• @Grimy
    link
    31 month ago

    Point 2 and 3 are legit, especially the part about not having a roadmap, a lot of what’s going on is pure improvisation at this point and trying different things to see what sticks. The grid is a problem but fixing it is long over due. In any case, these companies will just build their own if the government can’t get its head out of it’s ass and start fixing the problem (Microsoft is already doing this).

    The last two point specifically point to this person being someone that doesn’t know the technology just like what they are accusing others of being.

    It’s already replacing people. You don’t need it to do all the work, it will still bring about layoffs if it gives the ability for one person to do the job of 5. It’s already affecting jobs like concept artist and every website that used to have someone at the end of their chat app now has an LLM. This is also only the start, it’s the equivalent of people thinking computers won’t affect the workforce in the early 90s. It won’t hold up for long.
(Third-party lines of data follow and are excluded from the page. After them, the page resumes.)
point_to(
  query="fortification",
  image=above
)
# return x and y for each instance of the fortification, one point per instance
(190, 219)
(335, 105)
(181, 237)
    The data point is also quit a bold statement. Anyone keeping abreast with the technology knows that it’s now about curating the datasets and not augmenting them. There’s also a paper that comes out everyday about new training strategies which is helping a lot more than a few extra shit posts from Reddit.

    • Kaity
      link
      fedilink
      English
      121 month ago

      Feels like you’re missing the point of the fourth bulletpoint. What they are saying, is not that AI is not taking people’s jobs, only that true potential comes from real humans that provide some quality that AI is not capable of truly replacing. It is being used to replace people with it’s inferior imitations.

      Not that your point is invalid, it absolutely is a valid and valuable criticism itself.